At that time, distribution devices of NPPs were first shelled, which prevented the Rivne and Khmelnytskyi stations from supplying power to the grid.
Then, in winter, people lived by power outage schedules. Businesses and citizens began importing petrol and diesel generators – experts estimate their total capacity at one gigawatt.
It seems they will soon be needed again, as Russians resumed attacks on Ukrainian energy infrastructure at the end of winter but changed tactics. Now they are concentrating efforts on specific regions, including Kharkiv Oblast, systematically destroying their generation. They simultaneously struck Dnipro Hydroelectric Power Station with missiles and almost completely destroyed all thermal power plants. Summer is approaching, with planned maintenance of nuclear power units ahead, and consumption will increase due to refrigerators and air conditioners.
“The enemy has destroyed almost all thermal energy. Under enemy fire are hydroelectric power stations and gas infrastructure. Attacks on NPP infrastructure are not excluded, so Ukraine needs modern air defense systems,” said Ukrainian President Volodymyr Zelensky.
Can a country that caused a nuclear power plant explosion with its experiments carry out an act of nuclear terrorism and strike NPPs again? The answer is quite obvious: it’s entirely possible, all it takes is finding a pretext.

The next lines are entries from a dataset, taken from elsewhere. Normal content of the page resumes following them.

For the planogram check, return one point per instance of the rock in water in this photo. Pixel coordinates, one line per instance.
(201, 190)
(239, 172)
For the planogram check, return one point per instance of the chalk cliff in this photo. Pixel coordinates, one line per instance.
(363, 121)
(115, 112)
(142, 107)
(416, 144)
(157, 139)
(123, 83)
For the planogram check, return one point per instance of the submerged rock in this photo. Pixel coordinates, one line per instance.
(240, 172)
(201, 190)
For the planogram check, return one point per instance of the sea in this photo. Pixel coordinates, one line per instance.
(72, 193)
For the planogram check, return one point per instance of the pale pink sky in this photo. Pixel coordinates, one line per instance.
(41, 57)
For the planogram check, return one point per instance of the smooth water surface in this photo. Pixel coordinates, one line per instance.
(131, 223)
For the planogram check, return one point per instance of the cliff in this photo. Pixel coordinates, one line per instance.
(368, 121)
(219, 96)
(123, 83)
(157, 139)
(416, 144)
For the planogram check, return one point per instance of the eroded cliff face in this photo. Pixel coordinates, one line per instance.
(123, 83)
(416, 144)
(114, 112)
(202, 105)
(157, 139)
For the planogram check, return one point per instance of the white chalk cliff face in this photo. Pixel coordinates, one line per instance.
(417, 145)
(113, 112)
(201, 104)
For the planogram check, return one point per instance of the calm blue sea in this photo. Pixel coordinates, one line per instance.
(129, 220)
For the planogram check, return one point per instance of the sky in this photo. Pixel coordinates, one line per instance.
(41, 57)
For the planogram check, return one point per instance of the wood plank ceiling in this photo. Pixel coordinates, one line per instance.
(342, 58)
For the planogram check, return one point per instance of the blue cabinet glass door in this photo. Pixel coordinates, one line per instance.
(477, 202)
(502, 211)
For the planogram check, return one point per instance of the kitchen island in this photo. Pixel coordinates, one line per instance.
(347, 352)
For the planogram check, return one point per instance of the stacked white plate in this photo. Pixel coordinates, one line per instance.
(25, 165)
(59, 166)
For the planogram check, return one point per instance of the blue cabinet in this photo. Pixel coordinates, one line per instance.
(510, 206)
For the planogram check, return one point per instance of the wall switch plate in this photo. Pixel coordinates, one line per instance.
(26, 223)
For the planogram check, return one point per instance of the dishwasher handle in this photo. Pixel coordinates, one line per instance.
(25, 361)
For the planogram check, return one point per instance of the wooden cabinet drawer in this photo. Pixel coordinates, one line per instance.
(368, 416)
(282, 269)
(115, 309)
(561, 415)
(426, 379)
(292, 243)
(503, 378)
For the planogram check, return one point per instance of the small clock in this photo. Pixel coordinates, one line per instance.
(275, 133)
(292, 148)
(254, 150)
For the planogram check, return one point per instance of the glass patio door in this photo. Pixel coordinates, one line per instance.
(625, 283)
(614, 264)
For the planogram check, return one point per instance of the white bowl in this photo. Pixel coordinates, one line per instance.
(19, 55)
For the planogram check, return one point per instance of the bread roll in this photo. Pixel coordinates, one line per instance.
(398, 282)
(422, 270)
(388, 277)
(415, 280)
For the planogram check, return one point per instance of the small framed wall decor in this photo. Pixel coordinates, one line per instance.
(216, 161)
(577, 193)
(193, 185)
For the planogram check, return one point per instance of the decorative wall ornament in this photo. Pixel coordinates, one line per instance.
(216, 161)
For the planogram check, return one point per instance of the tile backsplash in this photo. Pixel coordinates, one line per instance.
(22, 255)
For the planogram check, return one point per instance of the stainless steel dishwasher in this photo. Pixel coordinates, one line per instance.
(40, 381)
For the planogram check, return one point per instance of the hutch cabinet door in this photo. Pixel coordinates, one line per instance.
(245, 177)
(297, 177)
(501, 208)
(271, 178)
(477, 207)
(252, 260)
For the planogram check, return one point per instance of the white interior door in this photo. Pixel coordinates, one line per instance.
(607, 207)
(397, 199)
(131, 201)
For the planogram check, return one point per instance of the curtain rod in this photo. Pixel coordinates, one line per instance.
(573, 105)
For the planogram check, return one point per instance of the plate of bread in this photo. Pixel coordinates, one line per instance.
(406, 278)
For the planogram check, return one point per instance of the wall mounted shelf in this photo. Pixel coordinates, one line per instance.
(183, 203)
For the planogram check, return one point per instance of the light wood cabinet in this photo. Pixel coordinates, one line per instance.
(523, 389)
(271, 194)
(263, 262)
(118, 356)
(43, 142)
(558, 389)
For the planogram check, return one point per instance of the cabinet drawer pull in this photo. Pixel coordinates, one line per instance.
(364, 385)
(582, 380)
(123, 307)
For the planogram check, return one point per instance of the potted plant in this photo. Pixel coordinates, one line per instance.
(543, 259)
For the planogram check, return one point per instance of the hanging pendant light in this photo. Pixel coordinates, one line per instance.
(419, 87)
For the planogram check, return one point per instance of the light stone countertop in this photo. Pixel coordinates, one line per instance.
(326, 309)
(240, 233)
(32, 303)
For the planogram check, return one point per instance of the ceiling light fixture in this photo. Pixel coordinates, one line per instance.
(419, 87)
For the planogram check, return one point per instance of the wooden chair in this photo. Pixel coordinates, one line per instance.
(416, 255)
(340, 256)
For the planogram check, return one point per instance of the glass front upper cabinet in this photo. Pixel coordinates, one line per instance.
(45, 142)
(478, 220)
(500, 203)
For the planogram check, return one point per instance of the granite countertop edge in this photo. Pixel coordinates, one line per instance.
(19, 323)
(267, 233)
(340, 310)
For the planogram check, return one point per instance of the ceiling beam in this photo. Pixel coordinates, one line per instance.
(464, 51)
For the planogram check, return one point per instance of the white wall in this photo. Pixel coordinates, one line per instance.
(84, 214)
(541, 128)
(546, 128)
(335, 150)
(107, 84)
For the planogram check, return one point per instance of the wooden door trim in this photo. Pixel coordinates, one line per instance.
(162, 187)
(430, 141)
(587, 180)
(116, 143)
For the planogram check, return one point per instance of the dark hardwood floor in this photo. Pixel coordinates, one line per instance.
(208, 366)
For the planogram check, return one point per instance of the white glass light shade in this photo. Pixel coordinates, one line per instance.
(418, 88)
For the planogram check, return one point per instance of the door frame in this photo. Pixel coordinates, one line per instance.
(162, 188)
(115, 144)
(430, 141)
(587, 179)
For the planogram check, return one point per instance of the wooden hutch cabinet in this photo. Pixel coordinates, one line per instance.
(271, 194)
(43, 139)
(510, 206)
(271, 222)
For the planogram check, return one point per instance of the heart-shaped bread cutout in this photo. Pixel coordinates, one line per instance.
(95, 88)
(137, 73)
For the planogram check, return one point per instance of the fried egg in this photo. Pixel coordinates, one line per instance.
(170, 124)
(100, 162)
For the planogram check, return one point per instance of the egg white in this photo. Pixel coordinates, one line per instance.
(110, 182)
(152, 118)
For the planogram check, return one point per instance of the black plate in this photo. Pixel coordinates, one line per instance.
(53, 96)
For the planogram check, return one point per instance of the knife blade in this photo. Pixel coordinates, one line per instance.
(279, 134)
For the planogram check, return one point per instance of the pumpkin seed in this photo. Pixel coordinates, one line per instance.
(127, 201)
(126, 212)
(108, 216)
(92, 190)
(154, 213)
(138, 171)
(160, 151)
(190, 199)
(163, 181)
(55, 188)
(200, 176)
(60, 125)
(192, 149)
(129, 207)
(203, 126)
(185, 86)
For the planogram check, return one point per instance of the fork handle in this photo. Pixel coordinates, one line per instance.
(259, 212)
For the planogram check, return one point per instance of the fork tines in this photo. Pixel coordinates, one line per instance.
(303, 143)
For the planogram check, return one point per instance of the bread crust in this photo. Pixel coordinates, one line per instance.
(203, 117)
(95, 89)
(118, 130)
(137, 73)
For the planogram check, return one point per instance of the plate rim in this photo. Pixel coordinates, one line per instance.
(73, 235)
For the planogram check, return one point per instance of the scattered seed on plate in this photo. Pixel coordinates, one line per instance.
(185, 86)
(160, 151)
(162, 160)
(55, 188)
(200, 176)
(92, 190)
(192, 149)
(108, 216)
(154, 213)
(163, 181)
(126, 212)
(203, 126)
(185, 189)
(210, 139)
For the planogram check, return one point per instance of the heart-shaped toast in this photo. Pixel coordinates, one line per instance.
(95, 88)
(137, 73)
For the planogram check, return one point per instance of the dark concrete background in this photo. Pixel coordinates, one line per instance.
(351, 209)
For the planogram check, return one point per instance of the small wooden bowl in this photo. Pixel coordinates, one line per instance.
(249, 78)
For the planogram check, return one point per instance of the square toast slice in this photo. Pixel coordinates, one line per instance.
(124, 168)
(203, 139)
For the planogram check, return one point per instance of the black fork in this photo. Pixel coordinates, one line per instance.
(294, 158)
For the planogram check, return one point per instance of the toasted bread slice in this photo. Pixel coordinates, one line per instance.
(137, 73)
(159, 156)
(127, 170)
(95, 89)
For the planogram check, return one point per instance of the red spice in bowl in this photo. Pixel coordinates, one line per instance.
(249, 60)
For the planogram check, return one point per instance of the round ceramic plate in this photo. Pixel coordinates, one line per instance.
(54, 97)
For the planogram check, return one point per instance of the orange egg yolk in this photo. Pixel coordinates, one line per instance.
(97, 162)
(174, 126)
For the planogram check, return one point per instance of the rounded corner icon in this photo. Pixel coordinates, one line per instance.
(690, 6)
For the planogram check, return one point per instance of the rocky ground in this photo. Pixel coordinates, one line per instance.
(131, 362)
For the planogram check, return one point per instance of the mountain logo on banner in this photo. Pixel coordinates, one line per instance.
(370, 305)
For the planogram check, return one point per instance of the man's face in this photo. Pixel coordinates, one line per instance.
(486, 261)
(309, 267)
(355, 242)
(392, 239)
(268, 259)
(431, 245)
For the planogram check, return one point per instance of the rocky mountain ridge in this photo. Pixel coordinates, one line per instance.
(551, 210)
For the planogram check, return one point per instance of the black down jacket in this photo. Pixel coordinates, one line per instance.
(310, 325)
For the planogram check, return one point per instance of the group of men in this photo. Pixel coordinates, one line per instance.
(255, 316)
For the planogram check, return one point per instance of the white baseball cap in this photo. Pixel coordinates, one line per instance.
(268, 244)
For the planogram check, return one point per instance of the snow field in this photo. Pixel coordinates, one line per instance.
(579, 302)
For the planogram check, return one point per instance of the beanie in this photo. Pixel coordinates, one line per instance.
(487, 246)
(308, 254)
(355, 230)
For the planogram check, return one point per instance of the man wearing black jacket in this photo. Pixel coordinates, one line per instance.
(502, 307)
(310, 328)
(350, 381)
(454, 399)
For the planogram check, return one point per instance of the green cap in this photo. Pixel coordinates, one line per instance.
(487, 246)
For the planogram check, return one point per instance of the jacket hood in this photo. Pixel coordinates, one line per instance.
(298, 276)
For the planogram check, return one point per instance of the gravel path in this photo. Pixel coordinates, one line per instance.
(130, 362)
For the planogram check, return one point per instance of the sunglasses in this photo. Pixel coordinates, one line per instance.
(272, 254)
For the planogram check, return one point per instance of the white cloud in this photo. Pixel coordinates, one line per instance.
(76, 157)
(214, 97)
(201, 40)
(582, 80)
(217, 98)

Cynicism abounds. Let’s remember Chornobyl. After the accident, a radioactive cloud formed, covering modern Ukraine, Belarus, and Russia, as well as almost all of Europe, reaching Britain and beyond to the Isle of Man.
The Soviet Union was in no hurry to share information about its failure, neither with its own population nor with other countries. Russia, as the successor of the USSR, has inherited those same habits. They engage in operations under a false flag – indeed, several times Russians shelled the Zaporizhzhia Nuclear Power Plant, accusing Ukraine of the shelling.
They attack civilian objects – power plants. In particular, NPPs.
Only air defense systems can protect them because Russians shoot at everything, from “Kinzhals” to “Iskanders” and “Zircons,” and, of course, they don’t forget about Iranian “Shaheds.” Ukraine’s allies have only 90 seconds left to protect the world from nuclear apocalypse.